Joaquim Tenreiro (1906–1992) was among the leading furniture designers and visual artists in mid-20th century Brazil.

Tenreiro was born in Melo, Gouveia Municipality, Portugal into a family of woodworkers and carpenters. In the late 1920s, he emigrated to Rio de Janeiro and began working for the firm of Laubisch Hirth.

In the early 1940s, Tenreiro was among the first designers in the Brazilian furniture industry to adopt a European modernist vernacular. His initial efforts, including the 1942 "Poltrona Leve," met with considerable success, and in 1943 he established his own firm with factories in Rio de Janeiro and São Paulo. One of his main clients was Brazilian architect Oscar Niemeyer, for whose houses a number of pieces were originally commissioned.

Taking advantage of indigenous Brazilian hardwoods and designing with the Brazilian climate in mind by keeping pieces light, and often using wicker or cane, Tenreiro evolved a distinctive style suited to local conditions. His 1947 "Cadeira de Embalo" (Rocking Chair) is still in production. An example of his iconic "three-legged chair" sold at auction in 2008 for over US$90,000.

Tenreiro gave up the furniture business in the late 1960s to concentrate on his painting and sculpture, in which he had been engaged privately for many decades. He died in Itapira, Brazil, aged 86.

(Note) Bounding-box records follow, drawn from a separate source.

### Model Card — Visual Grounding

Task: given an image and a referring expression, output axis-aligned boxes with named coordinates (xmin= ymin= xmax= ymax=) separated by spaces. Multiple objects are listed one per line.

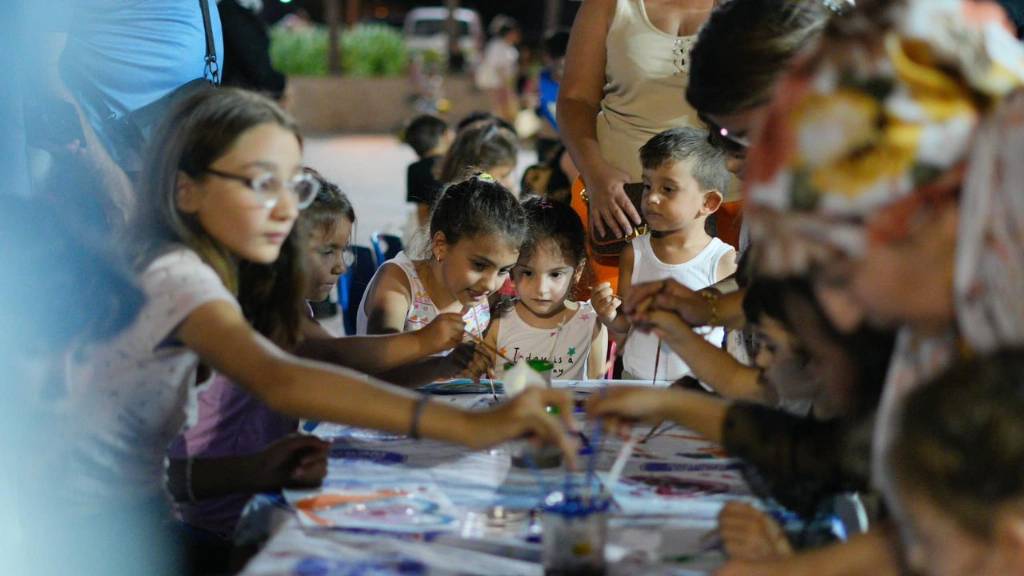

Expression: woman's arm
xmin=177 ymin=300 xmax=572 ymax=452
xmin=557 ymin=0 xmax=641 ymax=237
xmin=587 ymin=322 xmax=608 ymax=380
xmin=167 ymin=434 xmax=331 ymax=501
xmin=295 ymin=313 xmax=465 ymax=375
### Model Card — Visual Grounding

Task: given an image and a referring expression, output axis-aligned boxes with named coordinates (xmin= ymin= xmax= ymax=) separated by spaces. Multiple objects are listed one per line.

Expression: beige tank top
xmin=597 ymin=0 xmax=699 ymax=182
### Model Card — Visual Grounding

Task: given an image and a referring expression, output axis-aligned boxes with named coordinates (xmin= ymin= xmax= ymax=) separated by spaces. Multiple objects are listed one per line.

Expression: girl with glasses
xmin=61 ymin=85 xmax=572 ymax=537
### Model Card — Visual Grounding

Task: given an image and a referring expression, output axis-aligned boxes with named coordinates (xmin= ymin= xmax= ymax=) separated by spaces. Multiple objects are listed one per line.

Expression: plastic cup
xmin=541 ymin=492 xmax=610 ymax=576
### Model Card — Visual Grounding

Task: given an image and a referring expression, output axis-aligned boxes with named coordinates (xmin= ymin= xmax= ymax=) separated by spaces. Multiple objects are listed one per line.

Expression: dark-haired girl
xmin=488 ymin=197 xmax=608 ymax=379
xmin=357 ymin=174 xmax=526 ymax=381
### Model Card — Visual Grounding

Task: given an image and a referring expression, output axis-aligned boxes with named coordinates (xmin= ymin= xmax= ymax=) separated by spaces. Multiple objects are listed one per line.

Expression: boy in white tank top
xmin=592 ymin=128 xmax=736 ymax=382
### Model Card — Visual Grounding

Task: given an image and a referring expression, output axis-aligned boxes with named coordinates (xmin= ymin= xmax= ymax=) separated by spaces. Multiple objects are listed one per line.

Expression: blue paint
xmin=331 ymin=446 xmax=409 ymax=464
xmin=292 ymin=557 xmax=427 ymax=576
xmin=642 ymin=461 xmax=740 ymax=472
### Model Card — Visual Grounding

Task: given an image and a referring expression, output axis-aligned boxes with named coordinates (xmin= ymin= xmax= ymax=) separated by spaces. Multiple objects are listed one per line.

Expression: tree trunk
xmin=345 ymin=0 xmax=361 ymax=28
xmin=324 ymin=0 xmax=341 ymax=76
xmin=544 ymin=0 xmax=562 ymax=37
xmin=444 ymin=0 xmax=466 ymax=72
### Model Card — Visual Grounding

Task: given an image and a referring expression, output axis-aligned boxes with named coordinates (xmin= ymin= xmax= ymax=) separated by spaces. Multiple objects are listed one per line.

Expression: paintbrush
xmin=605 ymin=434 xmax=637 ymax=490
xmin=640 ymin=338 xmax=665 ymax=444
xmin=466 ymin=330 xmax=515 ymax=364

==Exhibitions (catalogues)==
- Joaquim Tenreiro: esculpinturas, Galeria Bonino, (Rio de Janeiro 1975).
- Ascânio MMM; Ronaldo do Rego Macedo; João Fortes Engenharia: Joaquim Tenreiro: madeira/arte e design, Galeria de Arte do Centro Empresarial Rio, (Rio de Janeiro 1985).
- Tenreiro: Soraia Cals; André Seffrin; Maria Cecília Loschiavo dos Santos; Mário Grisolli, Bolsa de Arte do Rio de Janeiro (1998).
- Joaquim Tenreiro 1906-1992 : Artifice e design, Fundaçao Ricardo do Espirito Santo Silva, 1999, 55 p.